Poza repertuarem operowym wykonywała na estradach filharmonicznych 70 utworów oratoryjno-kantatowych – od muzyki dawnej, aż po dzieła Karola Szymanowskiego, Krzysztofa Pendereckiego i Wojciecha Kilara. Wygrywała prestiżowe konkursy wokalne, występowała na światowej rangi festiwalach i w najsłynniejszych salach koncertowych (Carnegie Hall, Santa Cecilia, Concertgebouw), nagrywała mnóstwo muzyki koncertowej i repertuaru pieśniarskiego. Była ulubienicą Łodzi, ale wzbudzała zachwyt wszędzie, gdzie pojawiała się na scenie, estradzie, w programach telewizyjnych i audycjach radiowych. Najczęściej oklaskiwano ją w duetach z mężem, wybitnym tenorem Tadeuszem Kopackim.

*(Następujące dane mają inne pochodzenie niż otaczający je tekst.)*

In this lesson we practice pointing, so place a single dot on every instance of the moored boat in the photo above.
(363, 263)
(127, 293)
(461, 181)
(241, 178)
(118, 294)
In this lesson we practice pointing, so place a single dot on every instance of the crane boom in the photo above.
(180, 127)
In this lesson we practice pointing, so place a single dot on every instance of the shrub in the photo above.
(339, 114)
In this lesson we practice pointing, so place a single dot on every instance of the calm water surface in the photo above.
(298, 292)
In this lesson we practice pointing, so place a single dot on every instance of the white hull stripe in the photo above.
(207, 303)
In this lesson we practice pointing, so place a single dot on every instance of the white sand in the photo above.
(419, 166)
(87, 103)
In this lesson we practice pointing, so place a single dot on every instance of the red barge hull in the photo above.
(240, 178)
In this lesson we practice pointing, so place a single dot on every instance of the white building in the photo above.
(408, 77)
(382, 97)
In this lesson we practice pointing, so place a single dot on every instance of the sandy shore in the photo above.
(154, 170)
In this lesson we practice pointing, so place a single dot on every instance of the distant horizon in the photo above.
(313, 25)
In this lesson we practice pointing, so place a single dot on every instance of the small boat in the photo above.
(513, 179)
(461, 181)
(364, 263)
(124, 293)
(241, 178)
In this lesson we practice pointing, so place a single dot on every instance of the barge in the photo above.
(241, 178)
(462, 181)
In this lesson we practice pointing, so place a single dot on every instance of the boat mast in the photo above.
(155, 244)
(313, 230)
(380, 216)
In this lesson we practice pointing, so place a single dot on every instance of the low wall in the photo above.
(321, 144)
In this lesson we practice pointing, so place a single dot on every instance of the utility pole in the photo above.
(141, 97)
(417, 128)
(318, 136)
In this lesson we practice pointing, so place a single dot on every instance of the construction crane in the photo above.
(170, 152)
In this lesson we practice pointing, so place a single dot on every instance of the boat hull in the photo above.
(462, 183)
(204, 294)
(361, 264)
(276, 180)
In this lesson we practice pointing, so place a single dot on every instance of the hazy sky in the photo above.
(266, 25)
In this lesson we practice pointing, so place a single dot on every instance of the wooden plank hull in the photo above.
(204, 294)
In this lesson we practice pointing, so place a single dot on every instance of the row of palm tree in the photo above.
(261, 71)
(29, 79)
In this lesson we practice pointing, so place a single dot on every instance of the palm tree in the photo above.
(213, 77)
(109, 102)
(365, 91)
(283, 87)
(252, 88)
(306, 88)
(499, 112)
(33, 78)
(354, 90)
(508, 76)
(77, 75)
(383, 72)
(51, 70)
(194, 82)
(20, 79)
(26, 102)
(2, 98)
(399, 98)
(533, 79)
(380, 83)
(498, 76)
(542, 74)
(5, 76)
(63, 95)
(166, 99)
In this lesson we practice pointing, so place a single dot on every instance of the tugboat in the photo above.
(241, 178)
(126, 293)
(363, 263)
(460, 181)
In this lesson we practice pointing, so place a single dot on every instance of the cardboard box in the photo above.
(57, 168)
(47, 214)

W końcówce roku po stanie wojennym Tadeusz wyjechał gdzieś na zagraniczne koncerty, a ja zaprosiłem Delfinę na sylwestra, którego – jak zawsze wtedy – spędzałem w Domu Artystów Weteranów w Skolimowie. Przed obiadem przechodziliśmy oboje obok apartamentu na I piętrze. Nagle otworzyły się drzwi i stanęła w nich sędziwa Leonia Gradstein, wieloletnia sekretarka i agentka Karola Szymanowskiego, którą na starość umieszczono w Domu Weteranów staraniem samego Jerzego Waldorffa. Delikatnie mówiąc, była nastawiona zabawowo i niekompletnie ubrana, więc czym prędzej zawróciliśmy staruszkę do pokoju, pośpiesznie go zamykając. Pod wieczór dotarli do Skolimowa Beata Artemska z Bogusławem Kaczyńskim.

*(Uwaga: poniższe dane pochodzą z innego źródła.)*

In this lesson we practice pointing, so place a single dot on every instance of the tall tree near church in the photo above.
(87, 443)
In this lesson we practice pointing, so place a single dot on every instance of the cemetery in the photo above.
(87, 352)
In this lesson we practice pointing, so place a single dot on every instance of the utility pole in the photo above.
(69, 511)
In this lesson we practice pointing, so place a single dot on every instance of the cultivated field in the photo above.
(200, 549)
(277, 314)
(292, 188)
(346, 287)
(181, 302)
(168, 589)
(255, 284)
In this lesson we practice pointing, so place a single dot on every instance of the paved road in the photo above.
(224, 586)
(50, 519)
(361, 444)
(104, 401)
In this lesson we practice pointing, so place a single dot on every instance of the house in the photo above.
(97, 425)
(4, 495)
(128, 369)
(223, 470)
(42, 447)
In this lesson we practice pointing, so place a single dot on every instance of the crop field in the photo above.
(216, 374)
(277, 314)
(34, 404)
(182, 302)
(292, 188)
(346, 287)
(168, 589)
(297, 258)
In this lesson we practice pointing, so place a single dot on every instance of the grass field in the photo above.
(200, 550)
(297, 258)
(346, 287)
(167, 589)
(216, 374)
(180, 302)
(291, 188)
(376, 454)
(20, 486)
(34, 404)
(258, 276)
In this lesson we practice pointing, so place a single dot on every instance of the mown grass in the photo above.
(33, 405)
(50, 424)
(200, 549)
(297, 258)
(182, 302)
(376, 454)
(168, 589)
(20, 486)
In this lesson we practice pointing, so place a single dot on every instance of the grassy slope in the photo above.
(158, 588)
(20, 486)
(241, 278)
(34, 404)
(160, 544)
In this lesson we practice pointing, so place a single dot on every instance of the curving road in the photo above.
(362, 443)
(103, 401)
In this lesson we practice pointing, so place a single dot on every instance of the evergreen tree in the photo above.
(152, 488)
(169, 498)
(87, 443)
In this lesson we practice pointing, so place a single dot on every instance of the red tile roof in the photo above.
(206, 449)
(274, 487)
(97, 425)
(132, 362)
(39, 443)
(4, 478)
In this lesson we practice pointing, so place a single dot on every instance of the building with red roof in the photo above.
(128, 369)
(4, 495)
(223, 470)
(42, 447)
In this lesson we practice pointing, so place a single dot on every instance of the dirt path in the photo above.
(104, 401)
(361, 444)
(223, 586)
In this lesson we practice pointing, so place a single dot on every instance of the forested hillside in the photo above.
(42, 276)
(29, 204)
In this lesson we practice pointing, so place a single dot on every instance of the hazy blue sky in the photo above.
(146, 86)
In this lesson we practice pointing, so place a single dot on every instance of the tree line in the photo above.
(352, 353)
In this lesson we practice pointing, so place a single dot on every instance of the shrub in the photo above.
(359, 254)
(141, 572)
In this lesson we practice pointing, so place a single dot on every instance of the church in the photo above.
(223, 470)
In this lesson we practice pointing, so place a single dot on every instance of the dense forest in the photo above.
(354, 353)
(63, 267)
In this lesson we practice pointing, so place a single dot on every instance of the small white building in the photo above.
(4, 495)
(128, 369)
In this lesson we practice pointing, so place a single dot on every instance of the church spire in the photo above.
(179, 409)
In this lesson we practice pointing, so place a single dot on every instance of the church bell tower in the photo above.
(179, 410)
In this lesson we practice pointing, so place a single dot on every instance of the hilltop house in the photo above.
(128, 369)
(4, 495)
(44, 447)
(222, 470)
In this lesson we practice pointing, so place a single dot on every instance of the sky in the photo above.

Dowiedziawszy się o ekscentrycznym wyczynie wiekowej Leonii, niemal cały wieczór spacerowali korytarzem I piętra, licząc na powtórkę tego sensacyjnego wydarzenia. Późnym wieczorem, już przy sylwestrowym szampanie, tłumaczyłem Beacie, że Gradstein swym negliżem chciała uhonorować Delfinę Ambroziak w podzięce za jej mistrzowskie śpiewanie Stabat Mater i III Symfonii Szymanowskiego. – A Ty, Beato – tłumaczyłem – możesz ewentualnie liczyć na roznegliżowany przemarsz Offenbacha, Kalmana czy Lehara w podzięce za Piękną Helenę, Hrabinę Maricę i Wesołą wdówkę, bo jesteś przecież królową operetki.

W dużym gronie przyjaciół żegnaliśmy Delfinę w Alei Zasłużonych na Dołach, łódzkim cmentarzu, gdzie nieopodal spoczywają już Teresa May-Czyżowska (jej operowa rywalka) i Teresa Żylis-Gara, przywrócona Ojczyźnie i rodzinnemu miastu po światowej karierze, zwłaszcza amerykańskiej. Jednak Delfinę pochowano – jak zauważył któryś z żałobników – bliżej bramy głównej, aby mogła być częściej niż jej konkurentki odwiedzana przez osieroconych wielbicieli.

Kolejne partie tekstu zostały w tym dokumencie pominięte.